Паромщик остановился. Нетрудно было понять, о чем он думает:
расстояние для прицельной стрельбы, может, и великовато, но пассажиры
доберутся до другого берега и уедут, а ему здесь еще работать. Но
прежде, чем он начал крутить ворот назад, долговязый парень оказался у
него за спиной и уже прижимал лезвие кинжала к его горлу.
— Вперед, — процедил парень. — И пошевеливайся.
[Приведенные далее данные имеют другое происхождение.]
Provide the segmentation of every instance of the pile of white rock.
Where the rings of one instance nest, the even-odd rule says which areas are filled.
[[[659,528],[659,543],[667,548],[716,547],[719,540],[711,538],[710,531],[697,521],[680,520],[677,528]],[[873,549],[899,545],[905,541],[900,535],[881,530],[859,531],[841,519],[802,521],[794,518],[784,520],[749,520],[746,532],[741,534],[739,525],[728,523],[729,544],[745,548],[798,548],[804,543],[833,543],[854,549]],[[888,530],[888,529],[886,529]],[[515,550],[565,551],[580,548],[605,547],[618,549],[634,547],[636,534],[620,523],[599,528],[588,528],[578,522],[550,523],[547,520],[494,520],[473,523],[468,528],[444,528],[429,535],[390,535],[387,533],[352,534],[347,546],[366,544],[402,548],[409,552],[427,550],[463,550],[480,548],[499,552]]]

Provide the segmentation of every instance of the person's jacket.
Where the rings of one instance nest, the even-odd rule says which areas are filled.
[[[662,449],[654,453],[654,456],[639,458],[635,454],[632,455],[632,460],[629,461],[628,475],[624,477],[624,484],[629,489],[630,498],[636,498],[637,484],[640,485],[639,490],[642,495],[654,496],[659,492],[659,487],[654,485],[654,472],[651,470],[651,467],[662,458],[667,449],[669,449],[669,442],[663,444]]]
Бородачи синхронно схватились за рукоятки мечей и посмотрели друг
на друга — наверное, это были все-таки братья — затем на торговца. На
лице того отобразилась мучительная работа мысли, затем, очевидно,
рассудив, что по крайней мере до другого берега его интересы совпадают с
интересами парня, он слегка мотнул головой: не вмешивайтесь. Паромщик
покорно закрутил ворот в прежнем направлении, не делая бесперспективных
попыток добраться до собственного ножа.
"Эвьет, за повозку!", — хотел было скомандовать я. Но ее не нужно
было учить — она уже сама устремилась в укрытие, махнув мне рукой, чтобы
следовал за ней. Что я и проделал со всей возможной поспешностью.
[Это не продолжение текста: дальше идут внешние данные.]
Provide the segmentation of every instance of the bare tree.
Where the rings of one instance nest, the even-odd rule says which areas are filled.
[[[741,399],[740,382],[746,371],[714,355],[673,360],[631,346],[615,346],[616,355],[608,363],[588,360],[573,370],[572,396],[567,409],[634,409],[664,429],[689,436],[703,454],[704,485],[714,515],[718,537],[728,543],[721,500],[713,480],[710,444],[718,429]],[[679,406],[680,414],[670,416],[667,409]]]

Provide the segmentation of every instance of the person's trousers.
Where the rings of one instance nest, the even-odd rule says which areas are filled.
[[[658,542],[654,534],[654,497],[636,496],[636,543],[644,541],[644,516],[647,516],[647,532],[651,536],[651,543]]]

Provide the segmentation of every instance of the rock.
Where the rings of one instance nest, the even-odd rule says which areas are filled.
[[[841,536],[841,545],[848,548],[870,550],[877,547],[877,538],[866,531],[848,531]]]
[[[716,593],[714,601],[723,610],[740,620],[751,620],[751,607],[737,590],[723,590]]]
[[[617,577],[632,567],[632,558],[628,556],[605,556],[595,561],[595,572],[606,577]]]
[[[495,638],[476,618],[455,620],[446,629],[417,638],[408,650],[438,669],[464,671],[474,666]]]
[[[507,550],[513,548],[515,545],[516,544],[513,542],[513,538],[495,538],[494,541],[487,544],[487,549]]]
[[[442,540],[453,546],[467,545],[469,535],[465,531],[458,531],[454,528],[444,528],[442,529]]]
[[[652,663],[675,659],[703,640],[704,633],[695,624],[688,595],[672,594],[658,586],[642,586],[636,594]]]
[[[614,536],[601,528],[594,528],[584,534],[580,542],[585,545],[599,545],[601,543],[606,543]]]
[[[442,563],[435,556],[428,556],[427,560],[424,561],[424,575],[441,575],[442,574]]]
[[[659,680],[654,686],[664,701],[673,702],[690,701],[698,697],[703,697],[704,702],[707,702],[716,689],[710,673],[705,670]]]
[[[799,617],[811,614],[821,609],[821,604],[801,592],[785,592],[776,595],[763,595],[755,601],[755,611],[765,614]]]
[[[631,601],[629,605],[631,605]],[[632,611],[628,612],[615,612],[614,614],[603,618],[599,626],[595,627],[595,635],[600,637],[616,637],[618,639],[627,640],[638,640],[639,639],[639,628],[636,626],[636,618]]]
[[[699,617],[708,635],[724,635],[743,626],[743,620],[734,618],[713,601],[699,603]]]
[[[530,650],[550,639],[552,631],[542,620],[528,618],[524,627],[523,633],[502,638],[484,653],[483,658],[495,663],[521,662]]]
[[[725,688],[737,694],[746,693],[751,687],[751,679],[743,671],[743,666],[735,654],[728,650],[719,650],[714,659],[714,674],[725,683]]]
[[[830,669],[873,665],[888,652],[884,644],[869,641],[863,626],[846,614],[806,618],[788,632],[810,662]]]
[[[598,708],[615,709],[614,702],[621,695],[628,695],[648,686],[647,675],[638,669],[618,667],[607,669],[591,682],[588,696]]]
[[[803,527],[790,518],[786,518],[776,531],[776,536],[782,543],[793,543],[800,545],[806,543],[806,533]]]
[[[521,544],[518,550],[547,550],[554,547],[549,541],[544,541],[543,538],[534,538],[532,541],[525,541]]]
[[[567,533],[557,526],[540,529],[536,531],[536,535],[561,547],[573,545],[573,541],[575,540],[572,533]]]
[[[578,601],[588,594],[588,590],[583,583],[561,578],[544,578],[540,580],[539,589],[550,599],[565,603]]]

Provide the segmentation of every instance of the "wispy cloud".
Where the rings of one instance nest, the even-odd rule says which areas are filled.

И вовремя. Первая стрела шлепнулась в воду, не долетев добрых трех
ярдов, но почти сразу же вторая с тупым стуком вонзилась в настил
парома. Выпустив по стреле, солдаты поскакали дальше по мосткам,
сокращая расстояние, и выехали на причал, вновь натягивая луки. Эвелина
тем временем взводила свой арбалет. Я думал, что она собирается стрелять
поверх телеги, но она вместо этого шмыгнула между ее колесами и
выстрелила снизу вверх.
Честно говоря, я не ожидал, что с такого расстояния она попадет.
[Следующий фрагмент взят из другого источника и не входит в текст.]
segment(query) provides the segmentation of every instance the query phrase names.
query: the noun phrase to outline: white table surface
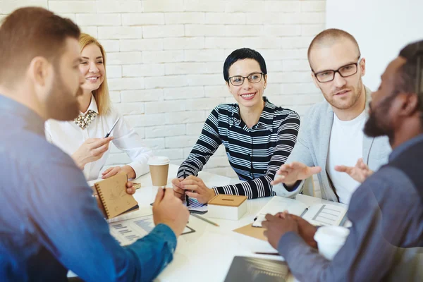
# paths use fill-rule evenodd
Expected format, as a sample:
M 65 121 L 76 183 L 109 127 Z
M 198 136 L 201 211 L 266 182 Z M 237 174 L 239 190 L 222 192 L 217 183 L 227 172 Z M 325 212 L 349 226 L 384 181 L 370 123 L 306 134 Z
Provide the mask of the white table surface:
M 178 166 L 169 166 L 167 187 L 171 187 L 171 179 L 177 173 Z M 233 183 L 233 179 L 207 172 L 199 173 L 208 187 Z M 131 214 L 152 214 L 150 205 L 154 201 L 158 187 L 152 185 L 149 173 L 134 180 L 140 183 L 134 197 L 138 202 L 140 210 Z M 269 259 L 283 260 L 280 256 L 255 255 L 255 252 L 275 252 L 268 242 L 233 232 L 233 230 L 251 223 L 255 215 L 271 197 L 249 200 L 247 212 L 240 220 L 230 221 L 209 218 L 207 214 L 201 215 L 216 222 L 215 226 L 195 216 L 190 216 L 188 226 L 195 232 L 183 235 L 178 239 L 173 260 L 156 278 L 156 281 L 197 282 L 223 281 L 235 256 L 249 256 Z M 298 195 L 297 200 L 307 205 L 328 202 L 310 196 Z M 330 202 L 332 204 L 336 204 Z M 135 214 L 121 216 L 121 219 L 133 217 Z M 119 219 L 116 218 L 116 219 Z M 292 275 L 289 281 L 295 281 Z
M 175 178 L 178 166 L 170 165 L 167 187 Z M 231 178 L 207 172 L 199 173 L 208 187 L 231 183 Z M 142 176 L 134 182 L 141 183 L 134 197 L 140 205 L 140 214 L 151 214 L 150 203 L 154 202 L 157 187 L 152 184 L 149 173 Z M 223 281 L 235 255 L 253 256 L 283 260 L 282 257 L 257 255 L 254 252 L 274 252 L 269 243 L 232 231 L 252 222 L 254 217 L 270 197 L 250 200 L 247 202 L 247 212 L 239 221 L 209 218 L 217 227 L 195 216 L 190 216 L 188 226 L 195 232 L 183 235 L 178 239 L 173 260 L 157 277 L 157 281 Z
Однако один из всадников дернулся, выпуская тетиву (стрела некрасиво
Однако один из всадников дернулся, выпуская тетиву (стрела некрасиво
кувырнулась в воздухе и упала в реку) и недоуменно уставился на
арбалетный болт, торчавший из его собственной груди. В следующий миг он
вяло взмахнул руками, словно что-то ловя в воздухе, и повалился с коня,
тяжело грянувшись о дощатый край причала, а оттуда — в воду. Не знаю,
была ли его рана смертельной; может быть, он и сумел бы еще ухватиться
за пристань и влезть обратно, если бы не кольчуга, шлем и меч в ножнах.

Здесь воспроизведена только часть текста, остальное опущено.